We all want reviews and there’s always the one that makes us regret politely asking that people leave reviews. Then we go right back to asking for them because they’re part of the life blood of an author. Reviews are the highs and lows of our adventure, which are becoming harder and harder to come by. Now, the methods of getting reviews are numerous in amount and range all across the morality spectrum. Instead of poking fun at how we get them, I’m going to give some T&C tips about reacting properly. I have to say this is humorous because it’s a topic that people take very seriously. Been there before and don’t have any plans of revisiting that debate again.
- Do NOT publicly react to negative reviews even if they get personal. If you have loyal readers then they will handle it, but responding in person tends to create a worse situation than before. Besides, most people will read a review that’s all personal insults and not take it seriously. Unless you start a flame war with the reviewer and begin threatening their loved ones.
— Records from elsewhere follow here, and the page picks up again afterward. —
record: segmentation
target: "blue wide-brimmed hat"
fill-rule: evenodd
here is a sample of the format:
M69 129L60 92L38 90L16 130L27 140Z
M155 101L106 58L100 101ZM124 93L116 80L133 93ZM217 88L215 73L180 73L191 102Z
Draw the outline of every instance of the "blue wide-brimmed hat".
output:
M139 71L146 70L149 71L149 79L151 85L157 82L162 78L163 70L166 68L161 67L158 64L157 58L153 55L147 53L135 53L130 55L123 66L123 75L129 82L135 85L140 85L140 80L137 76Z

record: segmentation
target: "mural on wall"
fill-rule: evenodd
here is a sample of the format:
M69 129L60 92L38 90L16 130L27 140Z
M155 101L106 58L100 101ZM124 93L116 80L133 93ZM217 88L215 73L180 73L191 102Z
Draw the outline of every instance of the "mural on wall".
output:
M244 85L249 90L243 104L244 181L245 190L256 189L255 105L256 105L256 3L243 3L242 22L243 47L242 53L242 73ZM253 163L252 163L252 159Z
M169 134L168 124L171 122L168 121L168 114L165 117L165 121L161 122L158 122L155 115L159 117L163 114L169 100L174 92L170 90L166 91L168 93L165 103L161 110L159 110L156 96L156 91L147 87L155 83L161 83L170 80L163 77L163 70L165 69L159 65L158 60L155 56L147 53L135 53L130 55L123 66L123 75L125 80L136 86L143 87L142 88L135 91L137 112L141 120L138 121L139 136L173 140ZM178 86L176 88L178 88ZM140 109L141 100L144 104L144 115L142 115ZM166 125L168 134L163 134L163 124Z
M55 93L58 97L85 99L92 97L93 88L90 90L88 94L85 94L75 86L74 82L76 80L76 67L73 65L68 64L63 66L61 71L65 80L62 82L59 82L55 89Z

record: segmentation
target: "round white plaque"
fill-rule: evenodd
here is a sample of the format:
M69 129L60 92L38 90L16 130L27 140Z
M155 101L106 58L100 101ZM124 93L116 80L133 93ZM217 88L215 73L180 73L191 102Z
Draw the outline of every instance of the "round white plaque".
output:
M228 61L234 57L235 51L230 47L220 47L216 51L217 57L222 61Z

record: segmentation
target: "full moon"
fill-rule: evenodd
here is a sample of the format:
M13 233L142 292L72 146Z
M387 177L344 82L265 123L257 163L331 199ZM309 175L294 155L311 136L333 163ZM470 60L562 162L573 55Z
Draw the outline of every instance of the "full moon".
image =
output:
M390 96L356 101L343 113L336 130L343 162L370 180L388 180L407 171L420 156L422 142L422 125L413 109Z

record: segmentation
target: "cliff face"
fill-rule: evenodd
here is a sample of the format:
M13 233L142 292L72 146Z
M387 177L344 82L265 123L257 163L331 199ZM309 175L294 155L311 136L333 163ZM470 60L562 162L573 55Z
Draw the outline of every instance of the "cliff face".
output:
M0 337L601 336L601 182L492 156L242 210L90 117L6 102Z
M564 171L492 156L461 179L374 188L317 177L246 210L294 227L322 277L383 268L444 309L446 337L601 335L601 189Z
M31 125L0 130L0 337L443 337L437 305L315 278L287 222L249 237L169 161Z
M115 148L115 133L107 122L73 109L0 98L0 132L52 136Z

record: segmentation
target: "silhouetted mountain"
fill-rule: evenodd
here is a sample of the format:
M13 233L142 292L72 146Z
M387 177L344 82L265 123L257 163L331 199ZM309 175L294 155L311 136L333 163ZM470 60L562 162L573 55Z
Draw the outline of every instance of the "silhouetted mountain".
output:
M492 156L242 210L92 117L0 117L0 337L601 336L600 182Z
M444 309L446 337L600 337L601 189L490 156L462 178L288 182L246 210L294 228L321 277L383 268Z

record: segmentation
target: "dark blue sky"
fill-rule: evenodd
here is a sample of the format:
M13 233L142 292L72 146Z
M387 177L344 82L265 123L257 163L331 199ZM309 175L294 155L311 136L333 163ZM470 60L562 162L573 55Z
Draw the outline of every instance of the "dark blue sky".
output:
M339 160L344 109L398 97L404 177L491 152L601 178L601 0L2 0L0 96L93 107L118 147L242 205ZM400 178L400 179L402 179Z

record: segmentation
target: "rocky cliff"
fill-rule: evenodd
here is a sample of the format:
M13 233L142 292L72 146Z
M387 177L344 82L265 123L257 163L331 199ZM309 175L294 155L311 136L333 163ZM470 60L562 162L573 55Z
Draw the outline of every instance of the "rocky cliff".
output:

Do I even have to tell you that such a thing is bad form?
- Do NOT copy a 5-star review and post it on your blog in an attempt to show people what you think everyone should do. Post it to say thanks and give the person credit for brightening your day. Holding one review up as the ideal can cause two problems. First, you end up insulting anyone else who gave you a positive review. You know those stars can be changed, right? Second, now you’ll get a bunch of 5-star reviews that are carbon copies of each other and an email from Amazon that your books are being taken down. Oops!
- Do NOT send pizza to positive reviewers and gefilte fish to negative reviewers. It can come off as creepy and the second option can be mistaken for an attempt at poisoning, which means the police get involved. Gets even worse if you don’t warn anyone and leave people wondering how you got their address. There’s also that issue of the pizza going bad before it arrives since it might be long-distance. As far as that happening with the gefilte fish, who would really notice?
- Do Not tattoo full reviews on your body. You only have so much space and some can be fairly long. Not to mention the creepy factor, especially if you post pictures. Whoever is tattooed on your butt might have some harsh words for you too.
- Do be proud of the reviews you earn and take some positive energy from them. At least the good ones. Learn from the negative ones and improve. Wait . . . I don’t think this is a funny one.
- Do Not complain to Amazon that somebody gave you a negative review. This might be out of sight of people and maybe you can find a rationale about how it’s a terrible, unfair thing. Yet, it won’t get you anywhere other than a possible warning. On the other hand, you can complain about a positive one and get that wiped out in case you feel like being masochistic.
- Do Not write about a review when emotional, which mostly goes for negatives. You will inevitably say something foolish and find yourself spending more time putting out fires than writing a new book. Vent to a friend in private, write poetry that you will never share, and whatever else it takes to calm down before touching social media.